Miguel Ângelo

Quem sou eu

quarta-feira, novembro 01, 2006



Abri as portas de madeira que imploravam por uma bebida já negra e banal,
A casa tremia repleta e arrepiada,
O vento corria de lado e de frente
O vento continuava entranhando-se em qualquer ranhura, nervura, buracos e aventura.
As portas abriam mais que o pedido, abriam a boca, o nariz, o ouvido…
As portas cantavam as notas que não tinham cifrões,
Os gatos miavam,
As portas fechavam,
Os gatos miavam tufões.

Abri as portas de madeira mais do que tinha pedido,
Era a força e a vontade,
Era o corpo farto,
Era estar vestido.
O chão transpirava de medo,
E o medo
Caía sobre ele escorregando pelas entranhas que o vento esculpia.
Espalhei o suor pelas paredes mais próximas,
De seguida limpei a cama com os olhos enquanto o disco rodava a velocidades alucinantes,
Até que saltou da casa giratória
E eu continuei a limpar.
Sentiam-se as queixas e agradecimentos do conjunto insólito ao cair da noite,
O tecto arrepiava-se e de repente ficava bicudo,
Apagamos o tecto e voltamos ao corpo e ao disco.
E o disco e as pernas já eram felizes, as notas sorriam, lacrimejavam ao ritmo pretendido,
O corpo ia deixando a cama e a limpeza,
Beijei o ombro e o sinal de esperança,
Foquei o alvo destino de um rasgar lento e subtil,
E fui rasgando o nipónico acento, esbanjador de tardes inúteis na contemplação de uma parede bolorenta.

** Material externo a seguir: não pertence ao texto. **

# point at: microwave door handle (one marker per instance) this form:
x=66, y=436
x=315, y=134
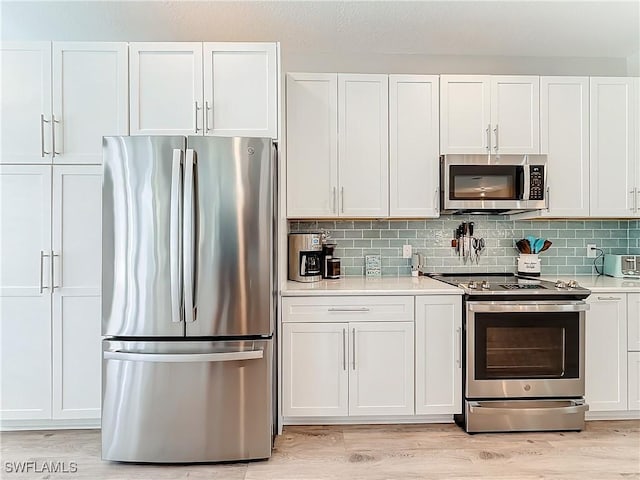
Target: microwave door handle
x=527, y=181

Abri a porta de madeira que pingava um infindável som de sede inesgotável.
Passei por entre as pernas da senhora construção,
Mudei de amor e divisão.
Mudei de sede e senti os dedos rogados.
Era o decorrer de um filme hidráulico mesmo na ponta do meu nariz,
Um mergulho destemido impulsionado por um desejo de viajar inconstante levou-me a suster um terço da respiração,
O folgo era pouco.
O corpo não.
Agora saía do filme e a superfície claramente não terrificada era regada como as alfaces.
Pelo caminho - (As alfaces são historicamente associadas à impotência masculina, e simbolicamente associadas à morte, tudo porque:” Na mitologia Grega, a história de amor entre a deusa Afrodite e o jovem Adonis teve um fim dramático quando esse último foi morto por um porco selvagem no jardim das ALFACES no qual ele estava escondido.”)
E o meu impulso regando as alfaces?
Vestimos todos a Grécia, compramos órgãos sexuais masculinos e no esconderijo perfeito delineado com muito amor chamamos com impotência o sofrimento da morte não correspondida.

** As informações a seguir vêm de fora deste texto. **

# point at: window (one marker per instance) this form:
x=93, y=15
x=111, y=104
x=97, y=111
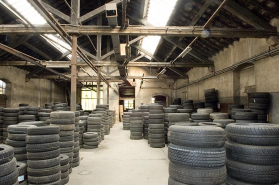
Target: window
x=128, y=104
x=2, y=87
x=89, y=96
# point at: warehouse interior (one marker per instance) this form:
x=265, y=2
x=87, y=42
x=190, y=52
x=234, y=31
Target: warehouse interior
x=131, y=56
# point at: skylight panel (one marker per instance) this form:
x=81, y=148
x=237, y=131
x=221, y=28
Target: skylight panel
x=158, y=15
x=27, y=11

Abri uma porta de madeira que se arrastava de boca tão seca,
E não tinha terra colada nos pés.
Peguei nas tesouras insofridas e recortei os cabelos maiores,
Os bigodes dos gatos,
As unhas e os dedos, os bicos do tecto,
A roupa e o corpo,
Até o pouco das pestanas que tinha.
Mudei as setas das nuvens da casa,
A casa era o fumo da timidez da grande noite.
A noite que começara desta forma e viria a terminar com um insólito e requintado café preto.